We Could Have Seen It Coming

"The techniques have names. Prompt injection. Jailbreaking. Bias manipulation. Sponge-style denial of service. They work because most security tools don’t know what to look for. They weren’t designed to watch an AI model work."

We Could Have Seen It Coming
Photo Credit: ChatGPT

It started, as these things often do, on a Friday night.

The MSSP caught it first. An alert. Then another. Malware was spreading laterally across a healthcare network. Fast. Five facilities shared the same infrastructure. Containment meant shutting everything down. No appointments, no imaging, no records. When the CIO picked up the phone at 2 a.m., two hours had passed. By then, eighty percent of the server farm was gone. Patient services were offline. Millions of records had been stolen. A ransom note was waiting.

Working with clients after an attack is always difficult. There’s the technical clean-up, yes, but there’s also the weight of it. These are not careless people. They are IT leaders who spend their days propping up systems that others depend on to survive. They are under-resourced, over-extended, and somehow still expected to stop everything from falling apart. And when it does, they carry the guilt.

What’s often missed is how little it takes to launch the kind of attack that can knock over a healthcare system. The barrier is not high. It hasn’t been for years.

Ransomware-as-a-Service (RaaS) platforms began surfacing in 2015. At the time, they looked crude, early-stage, experimental. But what they signaled was a shift in control. You no longer needed to know how to write ransomware. You could subscribe to it. You could run a multi-stage extortion campaign with built-in payment infrastructure, affiliate dashboards, customer support. The internet’s largest criminal operation was born that year, and most of us didn’t notice.

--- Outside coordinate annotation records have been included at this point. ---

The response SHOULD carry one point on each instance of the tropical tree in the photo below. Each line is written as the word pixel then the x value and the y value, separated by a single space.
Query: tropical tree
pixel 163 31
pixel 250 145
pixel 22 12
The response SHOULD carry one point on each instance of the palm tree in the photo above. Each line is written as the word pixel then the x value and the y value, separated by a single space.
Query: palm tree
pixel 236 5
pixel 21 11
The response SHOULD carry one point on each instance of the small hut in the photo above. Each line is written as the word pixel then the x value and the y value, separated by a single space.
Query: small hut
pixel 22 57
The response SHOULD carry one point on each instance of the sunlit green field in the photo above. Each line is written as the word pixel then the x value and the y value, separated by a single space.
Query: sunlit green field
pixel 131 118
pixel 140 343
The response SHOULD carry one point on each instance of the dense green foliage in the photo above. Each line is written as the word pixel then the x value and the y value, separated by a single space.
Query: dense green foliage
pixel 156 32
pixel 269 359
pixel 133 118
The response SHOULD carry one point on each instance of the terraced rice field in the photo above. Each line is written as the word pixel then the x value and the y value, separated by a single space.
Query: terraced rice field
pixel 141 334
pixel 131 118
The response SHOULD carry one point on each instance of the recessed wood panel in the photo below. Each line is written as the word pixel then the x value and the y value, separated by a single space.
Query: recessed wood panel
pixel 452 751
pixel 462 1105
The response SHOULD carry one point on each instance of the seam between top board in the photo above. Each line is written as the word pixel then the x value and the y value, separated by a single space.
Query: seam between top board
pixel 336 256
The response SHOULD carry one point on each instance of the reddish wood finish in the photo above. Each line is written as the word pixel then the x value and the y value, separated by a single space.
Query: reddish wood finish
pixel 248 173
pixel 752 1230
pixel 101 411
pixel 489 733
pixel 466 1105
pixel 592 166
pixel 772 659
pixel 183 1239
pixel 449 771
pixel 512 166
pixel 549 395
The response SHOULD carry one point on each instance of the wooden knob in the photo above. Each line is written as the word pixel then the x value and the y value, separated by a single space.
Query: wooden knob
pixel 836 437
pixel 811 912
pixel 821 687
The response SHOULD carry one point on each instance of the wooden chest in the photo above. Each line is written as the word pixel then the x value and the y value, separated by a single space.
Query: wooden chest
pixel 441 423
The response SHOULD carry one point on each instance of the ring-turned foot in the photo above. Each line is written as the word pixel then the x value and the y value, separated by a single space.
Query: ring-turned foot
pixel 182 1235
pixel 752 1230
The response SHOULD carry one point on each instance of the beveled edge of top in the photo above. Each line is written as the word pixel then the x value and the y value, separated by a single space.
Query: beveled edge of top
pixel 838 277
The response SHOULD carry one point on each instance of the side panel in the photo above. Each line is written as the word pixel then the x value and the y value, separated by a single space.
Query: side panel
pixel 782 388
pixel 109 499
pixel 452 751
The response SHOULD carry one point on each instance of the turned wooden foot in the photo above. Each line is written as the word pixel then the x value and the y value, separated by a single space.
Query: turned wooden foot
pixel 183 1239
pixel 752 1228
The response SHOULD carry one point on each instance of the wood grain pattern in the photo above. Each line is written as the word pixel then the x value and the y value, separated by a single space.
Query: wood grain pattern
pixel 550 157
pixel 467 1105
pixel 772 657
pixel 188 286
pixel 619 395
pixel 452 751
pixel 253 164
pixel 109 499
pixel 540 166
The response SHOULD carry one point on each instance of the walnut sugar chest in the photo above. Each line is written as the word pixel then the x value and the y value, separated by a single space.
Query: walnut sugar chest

We’re just starting to recover, deploying better tools: AI-enhanced detection, identity controls, just-in-time, just-enough access, segmented networks. We’re building response and continuity plans that assume compromise, and run tabletop exercises to practice resilience. But for many, these changes only come after the incident, or after insurance providers insist on them. The cyber insurance market, once eager to offer protection, has spent the last five years learning what systemic cyber risk actually costs.

What if you could go back to 2015? What if you could see those early ransomware kits for what they were, canaries in a coal mine?

What if you could prepare then, instead of living through a decade of escalating attacks, never knowing if you were next or if you were due for another round?

Now it’s happening again.

This time, the toolkits on GitHub aren’t for ransomware. They’re built to attack AI systems already in use. They target systems that are live, not in development. They slip through prompts and inputs, bypassing filters, nudging responses toward bias, overloading models until they collapse.

They are called runtime attacks, and they are built for the production environment. No malware is required. No vulnerability is exploited. The attacker only needs what your customers have: access.

The techniques have names. Prompt injection. Jailbreaking. Bias manipulation. Sponge-style denial of service. They work because most security tools don’t know what to look for. They weren’t designed to watch an AI model work. They were designed to stop code from misbehaving, not sentences.

And just like before, the tools are easy to use. You do not need to write exploits. You need a browser and a guide.

The systems under threat are not obscure. They are the Copilots that help your teams write, build, and troubleshoot. They are customer support bots, internal workflow engines, automated decision aids. They are embedded now. That’s what makes them powerful. And that’s exactly what makes them fragile.

You don’t get to go back to 2015. But you can see 2025 for what it is.

And this time, you might decide not to wait.